MVP (large language Model + Vector database + Prompt engineering)

Update (10/7/2023): I revised another "ChatPDF" app using LangChain and Qdrant here.

I revised the sample chatbot kickstarter app developed by Colin Jarvis from OpenAI, which shows how you can create apps (Q&A and Chatbot) using ChatGPT and your own data.

Instead of using the well-known term RAG (Retrieval Augmented Generation), I created a new acronym for this common architecture:

MVP: M (large language Model) + V (Vector database) + P (Prompt engineering)

If a fine-tuned LLM is used, then it is FMVP (Fine-tuned MVP).

My revised code repo with setup instructions is here.

Data

I used the rulebooks from NBA and IFAB for the demo.

NBA Official Rulebook 2022-23
IFAB (International Football Association Board) Laws of the Game 2023-2024 - I removed all images in the PDF to reduce the file size.

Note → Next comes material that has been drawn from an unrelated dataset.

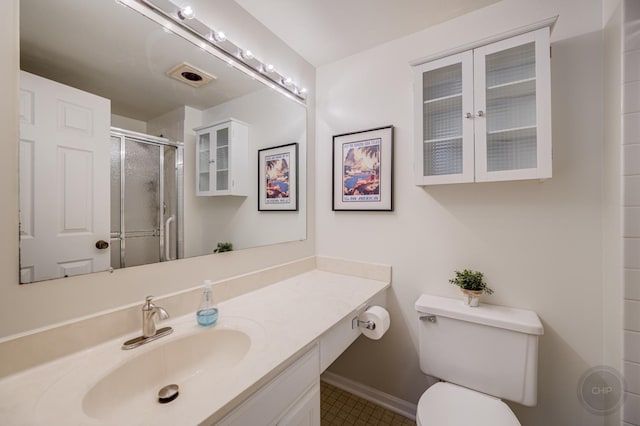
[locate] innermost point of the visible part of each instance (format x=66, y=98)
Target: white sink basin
x=112, y=386
x=137, y=382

If you want to use other data, just put the PDF files in data folder.

Key Steps

I list the basic steps of the development workflow below - many of the steps have nothing to do with ChatGPT:

Preparation:

Split documents (PDF files in this example, which are extracted into text files) into chunks (300 in this example)
Get the text embeddings of the chunks (OpenAI text-embedding-ada-002 is used but this can be replaced by any text embedding API/Package)
Store the chunks in the vector database (Redis is used but we used Milvus and Qdrant in production).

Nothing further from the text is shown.